Of course, Leary has no plans to curtail his approach. He’s adopted a true “life’s too short” approach that grew out of the Worcester warehouse fire and Ted Demme’s death. His next long-term project, whatever it may be, will have certain conditions attached—most of all: creative control. He fought for it with Rescue Me, and he’ll demand it going forward.

“We were allowed to tell the story we wanted to tell,” he says. “The budget was in our hands, and we went where we wanted to go. That’s the conversation I have now every time I walk in a room as a producer. Not only do we want to have the money in our hands and produce it out of my company, but creatively we want the freedom to create what we want. Otherwise, it’s too much of a battle. I’d much rather look in the mirror and say, ‘You know what?
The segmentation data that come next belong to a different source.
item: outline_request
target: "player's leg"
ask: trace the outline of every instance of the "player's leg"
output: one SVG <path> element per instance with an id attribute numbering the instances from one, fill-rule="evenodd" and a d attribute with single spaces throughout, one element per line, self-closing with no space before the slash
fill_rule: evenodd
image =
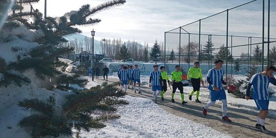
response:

We screwed it up.’ ”

Leary has learned a lot in the past 30 years, but he admits to having one remaining personal obstacle. And he’s working on it. “My Irish temper,” he says. “It makes me a living as a stand-up comedian and always has. It’s my DNA. And what I’m learning,” he starts laughing here, a chuckle that builds, “finally, at age 50-whatever? If you wait a couple of beats and let the other person talk, you might get some supplemental information that will help you solve the problem, rather than punching a hole in the wall.” Now he totally cracks up. “That’s not bad for five decades, right?”